# Solving the Dice Game Pig with Dynamic Programming
*This notebook is going to be updated frequently, stay tuned*.

v2 Changes:
- get_observations now returns observations as a tuple so it can be used as a key for a dictionary
- Implemented a simple 'Hold at 20' agent that can interact with the environment.
- Computed the state-value function for the hold at 20 strategy vs the same hold at 20 strategy.

In [14]:
import random

class Pig:
    def __init__(self):
        self.state = [0, 0, 0]
        self.current_player = 1
        self.player_names = ("Player 1", "Player 2")
        self.history = []
        
    def roll(self):
        dice_value = random.randint(1, 6)
        if dice_value == 1:
            self.state[2] = 0
        else:
            self.state[2] += dice_value
        return dice_value
        
    def hold(self):
        self.state[0] += self.state[2]
        self.state[2] = 0
        return 0  # 0 indicates hold
    
    def change_player(self):
        self.state[0], self.state[1] = self.state[1], self.state[0]
        self.current_player = 3 - self.current_player
    
    def action(self, action):
        assert action in [0, 1], "Invalid move selected."  
        assert not self.is_done(), "Game is over.
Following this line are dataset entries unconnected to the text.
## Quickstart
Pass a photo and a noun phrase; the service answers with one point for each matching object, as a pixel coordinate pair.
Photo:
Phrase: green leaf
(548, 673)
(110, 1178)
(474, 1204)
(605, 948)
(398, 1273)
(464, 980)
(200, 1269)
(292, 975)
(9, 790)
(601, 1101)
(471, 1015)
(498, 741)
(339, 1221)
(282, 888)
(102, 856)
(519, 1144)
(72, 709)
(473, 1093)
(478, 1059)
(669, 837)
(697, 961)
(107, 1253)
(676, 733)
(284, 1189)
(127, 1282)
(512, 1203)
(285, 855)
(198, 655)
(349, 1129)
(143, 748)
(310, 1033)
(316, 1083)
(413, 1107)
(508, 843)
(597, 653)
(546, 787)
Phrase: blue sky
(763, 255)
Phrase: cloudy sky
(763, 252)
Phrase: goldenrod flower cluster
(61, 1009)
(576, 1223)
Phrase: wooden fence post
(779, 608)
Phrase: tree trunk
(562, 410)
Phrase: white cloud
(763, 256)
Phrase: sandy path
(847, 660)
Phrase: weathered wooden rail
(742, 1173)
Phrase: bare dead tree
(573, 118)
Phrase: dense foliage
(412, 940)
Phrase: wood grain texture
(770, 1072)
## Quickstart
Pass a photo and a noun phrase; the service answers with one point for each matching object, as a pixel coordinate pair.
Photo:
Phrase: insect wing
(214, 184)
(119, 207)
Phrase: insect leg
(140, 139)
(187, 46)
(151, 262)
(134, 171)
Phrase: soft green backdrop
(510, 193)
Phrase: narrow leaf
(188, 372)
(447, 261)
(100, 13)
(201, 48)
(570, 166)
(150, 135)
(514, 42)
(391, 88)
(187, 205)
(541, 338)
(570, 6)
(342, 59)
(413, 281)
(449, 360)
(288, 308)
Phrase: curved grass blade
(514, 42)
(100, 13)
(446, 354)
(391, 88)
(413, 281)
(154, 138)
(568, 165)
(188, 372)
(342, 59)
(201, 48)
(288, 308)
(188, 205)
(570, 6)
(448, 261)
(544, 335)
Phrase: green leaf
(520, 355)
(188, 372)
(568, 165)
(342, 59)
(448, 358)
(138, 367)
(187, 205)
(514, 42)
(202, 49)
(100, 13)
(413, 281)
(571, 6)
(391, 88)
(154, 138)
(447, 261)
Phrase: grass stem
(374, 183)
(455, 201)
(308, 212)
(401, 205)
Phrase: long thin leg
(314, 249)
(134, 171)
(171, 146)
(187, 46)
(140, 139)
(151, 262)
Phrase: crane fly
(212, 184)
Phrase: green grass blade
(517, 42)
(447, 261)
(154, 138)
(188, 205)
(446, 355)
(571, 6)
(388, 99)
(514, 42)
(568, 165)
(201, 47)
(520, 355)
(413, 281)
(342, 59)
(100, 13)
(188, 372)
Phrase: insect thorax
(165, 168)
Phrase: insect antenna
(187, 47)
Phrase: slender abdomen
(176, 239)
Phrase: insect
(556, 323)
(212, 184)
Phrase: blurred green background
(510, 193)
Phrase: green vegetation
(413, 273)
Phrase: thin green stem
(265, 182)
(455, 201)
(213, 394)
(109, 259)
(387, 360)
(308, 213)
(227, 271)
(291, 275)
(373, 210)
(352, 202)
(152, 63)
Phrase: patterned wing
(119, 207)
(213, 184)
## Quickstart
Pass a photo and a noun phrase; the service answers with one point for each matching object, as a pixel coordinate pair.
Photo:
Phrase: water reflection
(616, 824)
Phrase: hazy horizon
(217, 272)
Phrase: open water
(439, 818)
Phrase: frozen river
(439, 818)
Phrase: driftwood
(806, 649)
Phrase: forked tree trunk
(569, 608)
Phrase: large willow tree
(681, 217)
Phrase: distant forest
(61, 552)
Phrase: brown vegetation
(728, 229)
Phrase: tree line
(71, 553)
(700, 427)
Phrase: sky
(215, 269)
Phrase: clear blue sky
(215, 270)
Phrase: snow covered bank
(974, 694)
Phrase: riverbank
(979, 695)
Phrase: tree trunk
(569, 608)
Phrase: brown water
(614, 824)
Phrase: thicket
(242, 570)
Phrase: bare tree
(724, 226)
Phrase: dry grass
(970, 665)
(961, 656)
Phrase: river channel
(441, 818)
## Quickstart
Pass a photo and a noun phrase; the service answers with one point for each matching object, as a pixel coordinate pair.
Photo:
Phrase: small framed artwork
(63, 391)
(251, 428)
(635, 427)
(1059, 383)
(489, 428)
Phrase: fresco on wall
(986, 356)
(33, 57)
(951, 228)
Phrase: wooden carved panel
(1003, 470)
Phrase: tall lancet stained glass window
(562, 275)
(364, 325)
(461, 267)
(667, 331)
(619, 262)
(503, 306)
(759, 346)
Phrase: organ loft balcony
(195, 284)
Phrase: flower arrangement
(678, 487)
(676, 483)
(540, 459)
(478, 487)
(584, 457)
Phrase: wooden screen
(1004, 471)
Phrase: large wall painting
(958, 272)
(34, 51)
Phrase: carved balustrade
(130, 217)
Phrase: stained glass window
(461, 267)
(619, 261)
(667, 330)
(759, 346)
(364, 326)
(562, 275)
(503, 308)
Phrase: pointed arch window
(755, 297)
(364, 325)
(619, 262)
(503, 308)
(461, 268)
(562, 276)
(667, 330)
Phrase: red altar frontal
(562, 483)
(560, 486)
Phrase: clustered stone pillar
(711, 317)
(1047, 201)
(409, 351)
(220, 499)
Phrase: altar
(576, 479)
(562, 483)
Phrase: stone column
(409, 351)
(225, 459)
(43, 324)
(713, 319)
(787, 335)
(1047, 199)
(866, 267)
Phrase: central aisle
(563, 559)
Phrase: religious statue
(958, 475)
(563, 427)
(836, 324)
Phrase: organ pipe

Actions not possible."
            
        if action == 0:
            roll_value = self.hold()
        elif action == 1:
            roll_value = self.roll()
            
        info = self.get_info(action, roll_value)
        
        if roll_value in [0, 1]:  # if hold or roll a 1
            if self.state[0] < 100:
                self.change_player()
        
        observations = self.get_observations()
        reward = self.calculate_reward()
        done = self.is_done()
        
        return observations, reward, done, info
        
    def get_observations(self):
        return tuple(self.state.copy())
    
    def get_actions(self):
        return [] if self.is_done() else [0, 1]
            
    def reset(self):
        self.state = [0, 0, 0]
        self.current_player = 1
        return self.get_observations()
    
    def calculate_reward(self):
        if self.state[0] >= 100:
            return 1
        elif self.state[1] >= 100:
            return -1
        else:
            return 0
        
    def get_info(self, action, roll_value):
        info = self.player_names[self.current_player-1]
        if action == 0:
            info += f" holds, bringing their total score to {self.state[0]}."
        elif action == 1 and roll_value != 1:
            info += f" rolls a {roll_value}, bringing their turn score to {self.state[2]} and total score to {self.state[0] + self.state[2]}."
        elif action == 1 and roll_value == 1:
            info += f" rolls a 1, losing their turn score, resetting their total score to {self.state[0] + self.state[2]}."
        return info
        
    def is_done(self):
        return self.state[0] >= 100 or self.state[1] >= 100
    
    
from collections import defaultdict

class HoldOn20Agent:
    def __init__(self):
        self.reward = 0
        self.policy = defaultdict(int)  # Initialize policy dictionary
        
        # Populate policy dictionary with all possible states for plotting
        for p_score in range(0, 106):
            for o_score in range(0, 106):
                for t_total in range(0, 106):
                    if p_score + t_total  >= 100:
                        self.policy[(p_score, o_score, t_total)] = 0 # Hold and win
                    if t_total >= 20:
                        self.policy[(p_score, o_score, t_total)] = 0 # Hold
                    else:
                        self.policy[(p_score, o_score, t_total)] = 1 # Roll
                        
    def reset(self):
        self.reward = 0

    def step(self, env: Pig):
        # Get observations from environment to make decision with (discarded with random agent)
        state = env.get_observations()

        # Get available actions and choose a random one
        actions = env.get_actions()

        action = self.policy[state]

        obs, reward, done, info = env.action(action)
        self.reward += reward

## Modelling this as a Reinforcement Learning Problem

The game of Pig lends itself naturally to the framework of reinforcement learning. In reinforcement learning, an agent (the player in our case) interacts with an environment (the game of Pig), receiving feedback in terms of rewards (winning or losing the game) and tries to learn an optimal strategy over time.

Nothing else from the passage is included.